Every week, at seven, the Nottingham Ghost walk tour gets underway here, in the surrounds of one of the city’s oldest and, I am chillingly informed, most haunted pubs.
It is a testament to both the tour itself and the people who live here that, with such an elusive subject matter, the walk does not attract show-off cynics wishing to heckle. Does it ever happen? “Never” Simon tells me “You get cynical people but no one’s ever going to pay money just to heckle you.”
|Jenny and Simon |
The city is, according to David, absolutely full of ghosts. “We’ve recently had quite a heated battle over which is the most haunted city in England. Derby say, ‘oh it’s us’ and York claim it’s them, London says ‘we must have more ghosts. Nottingham has loads and loads of ghosts. If we did enough research we could find ten times as many as Derby claim to have.” “We could probably open three or four walks in Nottingham.” Simon adds.
There is a reason Nottingham has so many spirits “if you want the technical explanation; ghosts are produced by emotions. If you have very emotive events happening in a place, you get more ghosts. Byron, with his deeply poetic soul has a ghost and you get ghosts over in the churchyard, which is supposedly connected to an old leper colony. Everywhere is as old as anywhere else on the planet but it’s what happened in a place that makes more ghosts.”
|"Ghosts are produced by emotions. If you have very emotive events happening in a place, you get more ghosts..."|
|David, Nottingham Ghost walks|
Nottingham’s most famous ghost is Queen Isabella and also the oldest one they can date (1330) but Roman soldiers from about 2000 years ago seen in the caves beneath the Old Trippe to Jerusalem.
Ghosts at first hand
All this time spent around Nottingham’s most haunted parts has led to some direct experience of its ghostly residents.

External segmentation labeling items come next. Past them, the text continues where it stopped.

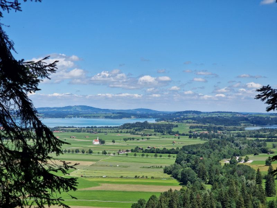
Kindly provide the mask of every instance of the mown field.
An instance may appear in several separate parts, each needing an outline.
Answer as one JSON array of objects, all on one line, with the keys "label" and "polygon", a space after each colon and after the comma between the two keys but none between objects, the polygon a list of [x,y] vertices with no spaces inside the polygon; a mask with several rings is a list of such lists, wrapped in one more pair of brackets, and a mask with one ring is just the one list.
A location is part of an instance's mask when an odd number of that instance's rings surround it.
[{"label": "mown field", "polygon": [[[188,128],[181,127],[183,130]],[[180,130],[181,130],[180,129]],[[153,134],[148,130],[145,133]],[[89,207],[130,207],[132,204],[140,198],[148,199],[152,195],[159,196],[161,192],[169,189],[180,189],[181,185],[170,175],[163,173],[163,167],[175,163],[176,155],[154,153],[128,153],[118,155],[118,150],[130,150],[136,146],[143,149],[154,146],[160,149],[181,148],[184,145],[202,144],[204,141],[188,139],[188,137],[161,135],[141,137],[127,133],[116,133],[113,131],[105,133],[89,132],[55,132],[62,141],[70,143],[62,146],[62,149],[87,151],[92,154],[64,153],[56,157],[72,164],[79,164],[75,170],[69,172],[64,177],[78,177],[78,191],[70,194],[78,199],[71,199],[66,193],[61,196],[66,204],[72,207],[84,206]],[[71,136],[75,138],[70,138]],[[86,138],[85,137],[89,137]],[[105,140],[105,145],[93,145],[92,141],[97,138]],[[124,138],[134,137],[135,140],[127,141]],[[148,137],[150,139],[146,139]],[[144,138],[145,139],[142,139]],[[139,141],[136,139],[140,139]],[[112,140],[115,140],[115,143]],[[175,142],[173,142],[175,141]],[[107,155],[102,152],[106,150]]]}]

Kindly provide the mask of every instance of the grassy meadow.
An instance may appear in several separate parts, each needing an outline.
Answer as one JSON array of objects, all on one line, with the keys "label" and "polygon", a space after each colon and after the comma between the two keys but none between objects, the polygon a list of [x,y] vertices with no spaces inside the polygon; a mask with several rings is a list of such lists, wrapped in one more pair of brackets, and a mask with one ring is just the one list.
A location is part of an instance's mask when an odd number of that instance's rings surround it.
[{"label": "grassy meadow", "polygon": [[[180,132],[189,130],[189,126],[184,124],[177,128]],[[152,195],[159,196],[161,192],[170,189],[179,190],[181,188],[179,183],[163,173],[163,167],[174,164],[176,155],[171,154],[168,157],[168,154],[158,154],[155,157],[154,153],[144,153],[143,155],[142,153],[136,153],[135,156],[134,153],[118,155],[118,151],[134,149],[136,146],[143,149],[148,146],[170,149],[204,142],[188,139],[187,136],[157,135],[141,137],[118,133],[113,130],[107,132],[98,134],[55,132],[60,139],[70,144],[64,145],[63,150],[79,149],[80,151],[79,153],[66,153],[59,157],[51,154],[58,159],[78,164],[75,170],[71,170],[68,175],[63,176],[78,177],[78,191],[70,193],[77,200],[72,199],[66,193],[61,194],[66,205],[72,207],[130,207],[140,198],[148,200]],[[145,130],[143,133],[154,135],[154,132],[152,130]],[[71,136],[75,138],[70,138]],[[93,145],[93,140],[98,137],[105,140],[105,144]],[[123,140],[128,137],[136,139]],[[81,153],[82,150],[88,151],[89,149],[93,150],[92,154]],[[103,150],[107,154],[102,155]]]}]

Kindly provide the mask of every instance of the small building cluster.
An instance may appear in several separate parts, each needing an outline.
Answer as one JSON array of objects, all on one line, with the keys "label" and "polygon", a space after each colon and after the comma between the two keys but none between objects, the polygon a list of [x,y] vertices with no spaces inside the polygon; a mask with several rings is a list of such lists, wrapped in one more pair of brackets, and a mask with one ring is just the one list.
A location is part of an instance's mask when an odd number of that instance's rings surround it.
[{"label": "small building cluster", "polygon": [[93,141],[92,141],[92,144],[100,144],[99,138],[97,137],[97,139],[93,139]]}]

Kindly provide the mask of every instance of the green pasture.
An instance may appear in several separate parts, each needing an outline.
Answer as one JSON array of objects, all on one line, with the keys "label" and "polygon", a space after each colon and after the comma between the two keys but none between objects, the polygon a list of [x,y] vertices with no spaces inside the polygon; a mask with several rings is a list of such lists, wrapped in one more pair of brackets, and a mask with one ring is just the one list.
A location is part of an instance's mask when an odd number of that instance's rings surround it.
[{"label": "green pasture", "polygon": [[130,207],[140,198],[148,200],[152,195],[159,196],[159,192],[120,191],[77,191],[69,193],[78,200],[75,200],[66,193],[61,197],[68,205],[104,207]]},{"label": "green pasture", "polygon": [[[179,128],[184,130],[188,130],[188,126],[183,124]],[[141,137],[129,133],[116,133],[113,130],[107,130],[107,132],[108,132],[107,135],[104,132],[98,134],[55,132],[55,135],[59,137],[60,139],[70,144],[64,144],[62,149],[74,150],[78,148],[80,151],[82,149],[87,151],[90,148],[93,150],[93,154],[66,153],[57,157],[55,153],[51,154],[58,159],[71,162],[73,164],[79,163],[75,166],[75,170],[71,170],[68,172],[69,175],[65,176],[76,177],[79,183],[78,190],[70,193],[78,198],[77,200],[71,199],[67,193],[62,194],[61,196],[65,200],[66,205],[98,207],[130,207],[132,203],[137,202],[140,198],[148,200],[153,194],[159,196],[160,192],[164,191],[159,191],[159,189],[157,188],[153,188],[152,191],[148,191],[148,188],[143,191],[136,189],[134,190],[135,191],[120,191],[122,189],[114,191],[115,187],[116,189],[118,186],[120,189],[123,186],[129,189],[132,186],[149,186],[150,189],[157,186],[163,187],[163,189],[166,189],[165,186],[168,187],[168,189],[170,187],[181,187],[176,180],[163,173],[164,166],[175,163],[176,155],[170,154],[171,157],[168,157],[168,153],[158,153],[158,157],[155,157],[154,153],[145,153],[145,156],[142,157],[143,153],[136,153],[136,156],[134,156],[134,153],[128,153],[128,155],[126,155],[126,153],[118,155],[117,152],[118,150],[134,149],[136,146],[143,149],[147,149],[148,146],[159,149],[163,148],[171,149],[181,148],[184,145],[205,142],[199,139],[188,139],[184,136],[180,136],[180,139],[178,139],[178,137],[174,135]],[[143,132],[147,134],[154,133],[152,130]],[[71,136],[75,138],[70,138]],[[87,136],[89,138],[84,137]],[[93,145],[92,141],[97,137],[105,140],[105,144]],[[134,137],[136,139],[127,141],[123,140],[124,138],[128,137]],[[146,139],[148,137],[150,139]],[[145,139],[143,140],[142,138]],[[139,141],[136,139],[139,139]],[[115,144],[112,143],[114,139]],[[102,155],[102,151],[104,150],[109,155]],[[148,157],[146,157],[147,155]],[[62,174],[57,173],[57,175]],[[111,186],[114,189],[109,189]],[[82,189],[89,189],[80,190]],[[157,191],[154,191],[154,190]]]},{"label": "green pasture", "polygon": [[[62,146],[63,149],[78,148],[80,150],[84,149],[87,151],[91,148],[93,153],[102,153],[104,150],[109,152],[109,153],[116,153],[118,150],[131,150],[136,146],[141,147],[143,149],[148,148],[148,146],[159,148],[159,149],[163,149],[163,148],[171,149],[177,147],[181,148],[186,145],[205,142],[200,139],[188,139],[188,137],[185,136],[180,136],[180,139],[178,139],[178,137],[174,135],[141,137],[125,133],[108,133],[107,135],[99,133],[95,135],[88,132],[55,132],[55,135],[59,137],[60,139],[70,144],[64,144]],[[76,138],[70,138],[71,136],[76,137]],[[88,136],[89,138],[84,138],[86,136]],[[98,137],[105,140],[105,144],[104,145],[93,145],[93,140]],[[139,139],[139,141],[123,141],[124,138],[128,137]],[[146,139],[148,137],[150,139]],[[142,138],[145,139],[143,140]],[[115,140],[114,144],[112,143],[112,140]]]}]

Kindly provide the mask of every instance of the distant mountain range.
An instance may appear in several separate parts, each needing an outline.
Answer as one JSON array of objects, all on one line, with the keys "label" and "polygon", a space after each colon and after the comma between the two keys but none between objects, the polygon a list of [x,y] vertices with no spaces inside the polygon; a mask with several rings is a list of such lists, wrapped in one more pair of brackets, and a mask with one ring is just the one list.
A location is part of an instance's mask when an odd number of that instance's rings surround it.
[{"label": "distant mountain range", "polygon": [[163,115],[173,112],[162,112],[147,108],[132,110],[111,110],[93,107],[87,105],[74,105],[55,107],[37,108],[40,116],[51,118],[64,118],[82,116],[87,118],[122,119],[130,117],[155,117],[154,115]]},{"label": "distant mountain range", "polygon": [[[197,110],[185,110],[179,112],[158,111],[147,108],[136,108],[132,110],[112,110],[93,107],[87,105],[74,105],[55,107],[37,108],[39,115],[46,118],[154,118],[172,119],[184,116],[243,116],[251,114],[267,114],[267,113],[247,113],[232,112],[201,112]],[[271,114],[274,115],[274,114]]]}]

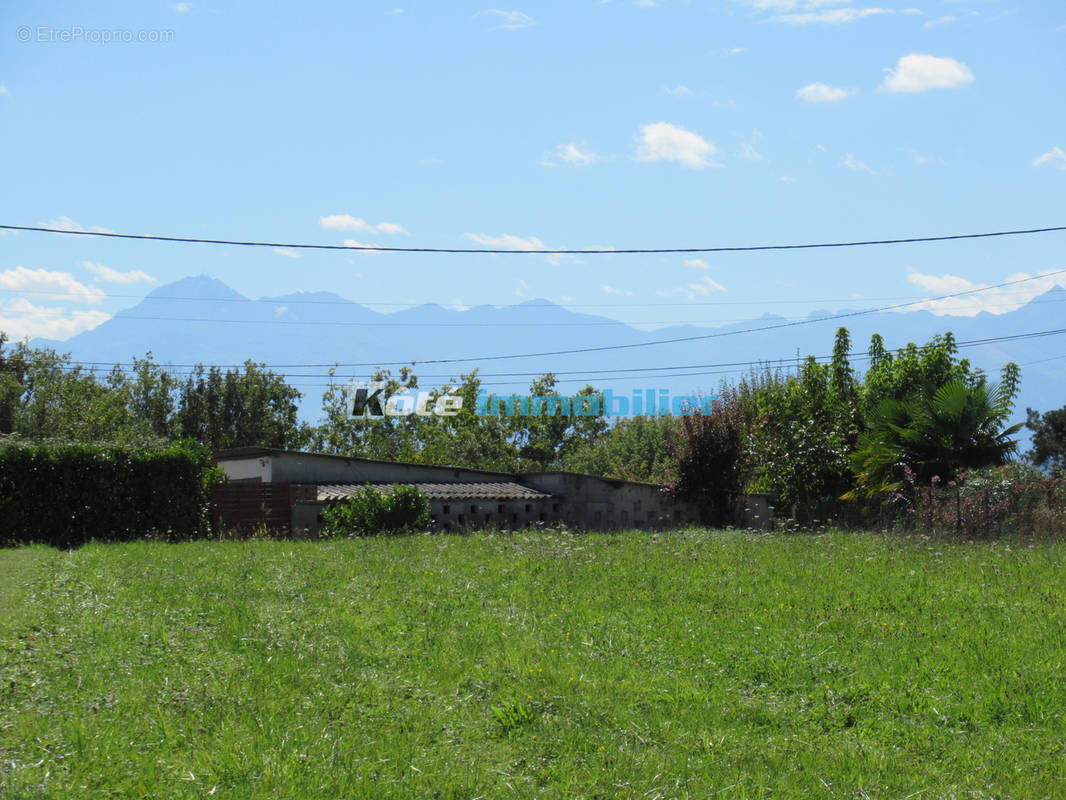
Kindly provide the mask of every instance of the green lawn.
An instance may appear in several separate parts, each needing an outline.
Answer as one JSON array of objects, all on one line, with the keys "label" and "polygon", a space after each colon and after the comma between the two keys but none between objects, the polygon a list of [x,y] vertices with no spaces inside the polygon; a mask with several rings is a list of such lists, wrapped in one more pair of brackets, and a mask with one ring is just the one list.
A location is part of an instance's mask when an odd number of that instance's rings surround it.
[{"label": "green lawn", "polygon": [[0,550],[0,798],[1063,798],[1066,543]]}]

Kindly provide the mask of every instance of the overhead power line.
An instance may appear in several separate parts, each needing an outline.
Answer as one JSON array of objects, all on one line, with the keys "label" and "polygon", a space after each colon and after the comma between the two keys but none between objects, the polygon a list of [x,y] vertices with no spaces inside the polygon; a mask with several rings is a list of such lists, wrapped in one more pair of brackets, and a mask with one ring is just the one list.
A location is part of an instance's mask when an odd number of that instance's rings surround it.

Jenny, who as a medium psyches out places to find out where is haunted, has had the most first hand encounters.
A couple of weeks ago, she tells me she saw the ghost of a lady of the night. “This must have been her patch because she was wandering around up and down here. She was sad because she’d fallen in love with one of her clients. Another man had got jealous and cut her face with a knife, her beautiful face had been scarred.”
|Outside the Salutation Inn|
People have had sightings on the walks as well (indicating they may not be for the faint hearted) but the team don’t like to let on where this is likely to occur as it may lead to a kind of suggestion effect with people expecting to see ghosts. “We don’t tell people upfront because we like people to be on the look out all round.”
Simon tells me that there is one spirit seen more than any other. “Interestingly it is not one whose story I tell. So it’s not a question of auto-suggestion. Inevitably though it’s that spirit and the stories are always all the same, there’s no coincidences involved.”
The research is very difficult. Jenny and David have painstakingly scoured records in the library and old paper cuttings as well as talking to local people and psyching places out to uncover ghostly pasts. “It’s a lot of hard work especially to craft it into a real story with a beginning, a middle and an end.”
|David and Jenny in the underground caves|
Simon: “We never just make things up and we are always very keen that all historical details are absolutely accurate. Everything comes from at least two independent sources. The most common comment we get is from someone has lived in the city all their life and says ‘I never knew that’”
Jenny and David started the walking tours in 1993. But have been running similar events for longer than that. Jenny used to take people around in a mini bus, “We went all over the place but that became far too expensive.”
|David's skull cane|
Simon met Jenny a long time ago and met David through her. They wanted someone with an interest in story telling who could work with a crowd. As he rounds up his waiting public and takes the 80 strong crowd off to hear the spooky secrets of the locale, Jenny and David tell me how valuable he is to the whole enterprise. “It’s difficult to find people because they need to marshal a crowd and keep their attention for about an hour with no microphone, it’s a unique skill. It’s bringing history to life for people and it’s street theatre, basically it’s here to entertain and give people a good evening out.”
Questions and Answers
How Long have you lived in Nottingham?
Too long, I’m afraid that’s a state secret.
Where do you like to go in the city?
Jenny: “I like to go to the slug and Lettuce, it’s really nice and laid back. The one by the theatre and the one opposite Marks and Spencer”
Can you sum up Nottingham in three words?
Jenny: It feels feminine: Feminine, Good Vibrations
David: Three Worlds is difficult but I would say Historical, Heartland and Home.